As the tree in each new springtime
laboring by its very soul invents
the green, the same which is eternal, creates from nothing
its pointed leaves,
I, human,
know what I made,
from the dust of earth and from this power
of birth and creativity
I make use, as master craftsman,
I am in the world, exercising in all places
my inborn knowledge.
I know each thing and each thing knows itself in me.
I carry to each thing its deliverance.
But my work
nothing remains alone, but is linked
with another in my heart.

But after exalting this very liberation, this freedom to be in the world, “exercising in all places / my inborn knowledge,” he turns against it: “I am free, but deliver me from freedom.” It isn’t sufficient merely to be; existence alone isn’t enough.

I can well see the ways I might not be, but there is
only one way
to be: that is to be in you, who alone are truly yourself.
The water
comprehends the water, the spirit scents the essential.
My god, who have separated
the waters above from the waters below,
My heart groans for you, deliver me from myself
because you truly are!
What is this freedom of mine, and am I not meant
to play some other part?
What is necessary for me is to remember you.
My God, I see the perfect man upon the Cross,
perfect upon the perfect Tree.
Your Son and ours, in your presence and in ours,
nailed by the feet and the hands,
heart broken in two and the great waters
have pierced him to the core.
Deliver me from time and take my miserable heart,
take it, God, this heart that still beats…
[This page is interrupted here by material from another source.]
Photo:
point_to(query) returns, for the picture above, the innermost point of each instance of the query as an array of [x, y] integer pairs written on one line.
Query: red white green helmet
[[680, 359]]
It is through this remembrance of Christ’s example that he discovers the condition of his emancipation: “O my God, I see now that the key that frees / is not the one that opens but the one that closes.” The key that closes is sacrifice, the ability to make sacred, to proclaim higher and lower values, and thereby eschew the latter for the former. “I no longer take my place among things created,” he will boast, “my part is with that which creates: lusty and liquid spirit.” Or, in one of his more developed metaphors:

Shall I dig the sea like a garden, planting peas here
and cabbage there? Shall I plant upon the sea
a smart rotation of crops,
alfalfa or wheat, beets yellow or purple?
But she, the sea, is life itself, without which everything is
dead – and I want the life without which everything is
dead.

The crops are stand-ins, of course, for life’s ordinary pursuits – power or money or fame, all of which are attractive in their own right, and frequently pursued as ultimate aims, but Claudel wants something pure and refined, something fundamental.

I read a great deal about Claudel in researching this review, and he is not nearly the unpardonable monster he has been made out to be. He was an outspoken critic of Vichy France’s anti-Semitism, and likely risked his own life to help a Jewish family member escape to New York. He was also no cloistered cleric, sheltering a fragile faith from the realities of the world, but someone who lived and compromised himself, and whose writings at once express the need for repentance and convey repentance itself. In any event, his poetic self – the only self now available to us – is deeply sympathetic, proselytizing at us through the pages to a life beyond life:

Mercy is not the casual gift of something you have
plenty of already: it is a passion like knowledge;
scientific, yet it is the discovery of your visage in the bottom
of this heart you have made.

The oneness of all people, in Claudel’s Catholic imagining, begins with the recognition that to be able to forgive others, we must necessarily be able to forgive ourselves. And this recognition is concomitant with his poetic mission, his spiritual mission: “You have not given me the poor to feed nor the sick to clothe / nor bread to break, but the word that is received / more fully than are bread and water, and the soul / dissolving in the soul.” To read Claudel’s Great Odes is to be swept away by that very spirit; it is a deeply edifying experience.